In Cincinnati, Michigan faced #3 Boston University who had spent much of the year as the #1 team, but the defending national champions had faltered at the end of their season and continued that trend against Michigan. Defense was the key to the game, allowing BU to only get 17 shots on goal with each being turned aside by Marty Turco for his 5th solo shutout of the season. Part of the bad game can be attributed to a damaged cooling pipe that caused the game to be delayed by 90 minutes, but the Wolveries had to endure the same wait.

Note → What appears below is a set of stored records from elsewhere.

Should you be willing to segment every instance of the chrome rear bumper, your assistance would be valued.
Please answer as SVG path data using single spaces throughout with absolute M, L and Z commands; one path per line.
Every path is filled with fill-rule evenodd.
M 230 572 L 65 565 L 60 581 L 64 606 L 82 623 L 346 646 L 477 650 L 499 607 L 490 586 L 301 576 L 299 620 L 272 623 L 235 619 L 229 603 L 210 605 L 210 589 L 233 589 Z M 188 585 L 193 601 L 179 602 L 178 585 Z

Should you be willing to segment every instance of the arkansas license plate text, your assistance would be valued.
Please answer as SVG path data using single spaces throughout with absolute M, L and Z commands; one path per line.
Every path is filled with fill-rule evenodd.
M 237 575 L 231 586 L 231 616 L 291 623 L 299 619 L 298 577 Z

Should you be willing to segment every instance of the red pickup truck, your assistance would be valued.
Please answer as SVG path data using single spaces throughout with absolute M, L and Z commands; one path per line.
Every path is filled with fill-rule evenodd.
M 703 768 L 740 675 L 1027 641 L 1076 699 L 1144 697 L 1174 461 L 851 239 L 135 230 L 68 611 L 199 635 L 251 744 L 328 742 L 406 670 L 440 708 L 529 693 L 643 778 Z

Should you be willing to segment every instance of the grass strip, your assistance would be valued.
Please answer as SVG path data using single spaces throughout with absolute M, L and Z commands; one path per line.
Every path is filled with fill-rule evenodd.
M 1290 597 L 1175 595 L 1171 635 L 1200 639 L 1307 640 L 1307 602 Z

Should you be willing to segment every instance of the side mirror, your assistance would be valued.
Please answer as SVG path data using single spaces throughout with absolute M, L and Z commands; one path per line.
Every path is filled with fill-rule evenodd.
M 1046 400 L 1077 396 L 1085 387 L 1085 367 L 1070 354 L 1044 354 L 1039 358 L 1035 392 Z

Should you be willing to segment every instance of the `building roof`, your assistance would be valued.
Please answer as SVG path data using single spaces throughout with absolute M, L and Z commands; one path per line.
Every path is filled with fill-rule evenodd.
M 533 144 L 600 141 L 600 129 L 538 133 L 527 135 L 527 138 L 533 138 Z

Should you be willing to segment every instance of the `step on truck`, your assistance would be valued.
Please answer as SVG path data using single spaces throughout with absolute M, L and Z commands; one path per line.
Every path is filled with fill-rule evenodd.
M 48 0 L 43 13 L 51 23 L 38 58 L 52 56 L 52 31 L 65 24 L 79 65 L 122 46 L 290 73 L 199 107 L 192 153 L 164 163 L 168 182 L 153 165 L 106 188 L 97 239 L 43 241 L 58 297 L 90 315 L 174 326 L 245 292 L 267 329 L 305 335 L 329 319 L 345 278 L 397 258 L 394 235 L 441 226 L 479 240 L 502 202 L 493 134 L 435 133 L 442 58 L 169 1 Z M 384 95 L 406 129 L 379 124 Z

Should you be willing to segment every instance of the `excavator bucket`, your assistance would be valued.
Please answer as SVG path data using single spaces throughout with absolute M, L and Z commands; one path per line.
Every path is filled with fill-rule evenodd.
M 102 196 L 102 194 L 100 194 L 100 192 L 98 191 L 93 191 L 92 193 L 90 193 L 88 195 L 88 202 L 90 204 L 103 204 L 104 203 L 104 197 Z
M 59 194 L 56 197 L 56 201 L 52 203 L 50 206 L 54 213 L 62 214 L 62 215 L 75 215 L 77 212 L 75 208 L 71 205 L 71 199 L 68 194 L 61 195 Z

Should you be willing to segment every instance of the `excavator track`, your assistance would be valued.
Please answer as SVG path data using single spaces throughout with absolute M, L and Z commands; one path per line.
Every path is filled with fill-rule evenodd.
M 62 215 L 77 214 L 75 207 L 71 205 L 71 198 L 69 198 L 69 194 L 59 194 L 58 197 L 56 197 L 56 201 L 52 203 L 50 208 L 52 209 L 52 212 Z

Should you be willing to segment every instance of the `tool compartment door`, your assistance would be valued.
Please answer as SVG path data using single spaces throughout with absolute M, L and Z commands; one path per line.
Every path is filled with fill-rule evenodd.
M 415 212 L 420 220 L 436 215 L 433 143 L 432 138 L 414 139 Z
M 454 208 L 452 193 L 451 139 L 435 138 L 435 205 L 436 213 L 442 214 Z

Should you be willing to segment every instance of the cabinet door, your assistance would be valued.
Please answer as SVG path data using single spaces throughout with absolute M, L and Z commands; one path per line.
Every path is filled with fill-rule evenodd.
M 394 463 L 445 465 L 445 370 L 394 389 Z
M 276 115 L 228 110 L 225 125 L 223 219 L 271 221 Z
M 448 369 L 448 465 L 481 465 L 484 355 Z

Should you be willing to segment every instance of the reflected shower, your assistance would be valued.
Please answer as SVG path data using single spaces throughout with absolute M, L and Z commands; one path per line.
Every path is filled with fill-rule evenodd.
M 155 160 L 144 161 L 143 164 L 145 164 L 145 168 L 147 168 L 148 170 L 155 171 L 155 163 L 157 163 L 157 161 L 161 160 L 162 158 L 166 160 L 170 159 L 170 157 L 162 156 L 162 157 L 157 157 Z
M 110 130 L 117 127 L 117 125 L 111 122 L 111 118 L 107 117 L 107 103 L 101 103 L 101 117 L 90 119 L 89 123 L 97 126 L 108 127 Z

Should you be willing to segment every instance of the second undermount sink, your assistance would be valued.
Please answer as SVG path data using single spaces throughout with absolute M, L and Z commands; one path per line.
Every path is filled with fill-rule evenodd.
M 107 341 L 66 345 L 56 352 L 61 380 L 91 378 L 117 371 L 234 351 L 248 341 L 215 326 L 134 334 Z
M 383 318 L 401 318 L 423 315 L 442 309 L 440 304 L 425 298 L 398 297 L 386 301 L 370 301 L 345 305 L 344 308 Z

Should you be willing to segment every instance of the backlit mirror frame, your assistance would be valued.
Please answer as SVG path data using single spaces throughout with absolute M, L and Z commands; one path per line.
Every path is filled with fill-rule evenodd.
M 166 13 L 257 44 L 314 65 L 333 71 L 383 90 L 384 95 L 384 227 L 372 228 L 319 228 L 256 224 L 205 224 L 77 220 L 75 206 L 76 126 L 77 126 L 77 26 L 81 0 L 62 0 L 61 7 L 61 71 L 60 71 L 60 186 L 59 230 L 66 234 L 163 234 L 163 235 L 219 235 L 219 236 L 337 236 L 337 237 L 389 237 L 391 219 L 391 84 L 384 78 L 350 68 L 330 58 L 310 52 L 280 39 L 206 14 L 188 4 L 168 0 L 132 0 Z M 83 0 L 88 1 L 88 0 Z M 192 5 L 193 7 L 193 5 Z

The championship game saw Michigan returning for the first time since 1977 where they faced a familiar foe. The Wolvers had played Colorado College for the NCAA championship three times before, though not since 1957 (which was CC's last championship appearance), and now the top two teams in the nation were the only ones left vying for the title. Michigan opened the scoring in the first but after the Tigers' rebounded in the second Michigan found itself down 1–2. Mike Legg tied the game on the power play but neither team could regain the lead before the end of regulation. When overtime began the Michigan faithful grew worried; the Wolverines had lost in overtime in each of the previous three NCAA tournaments and desperately hoping that they were not about to see a repeat performance. Both team played conservatively for the first few minutes but when a clearing attempt from Colin Schmidt hit Morrison the puck bounced to the Wolverine alternate captain who slid the puck to Greg Crozier in the high slot. Crozier's shot was blocked but the puck bounced to Bill Muckalt who was standing off to the side of the net. Bob Needham slid to block the shot but it got on goal where Ryan Bach made the save but ended up off-balance, falling away from the front of the cage. The rebound slid to a stop at the top of the goal crease when Morrison came streaking in from the right circle and knocked the puck into a half-vacated net for Michigan's 8th national championship and 1st in 32 years.

===Awards and honors===
Brendan Morrison was awarded the Tournament MOP and was joined by Marty Turco and Steven Halko on the All-Tournament team. Morrison finished tied for fifth in the nation in scoring and was Michigan's lone appearance on the AHCA All-American West First Team while Kevin Hilton both players were also on the All-CCHA First Team while Halko and Jason Botterill made the Second team. Marty Turco tied the record for most wins in an NCAA season with 34 and finished second in the nation with a 2.16 goals against average but received no recognition from the voters for his accomplishments. Morrison and John Madden were the only Wolverines to receive an individual conference award, with Morrison earning Player of the Year while Madden took home the Tournament MVP.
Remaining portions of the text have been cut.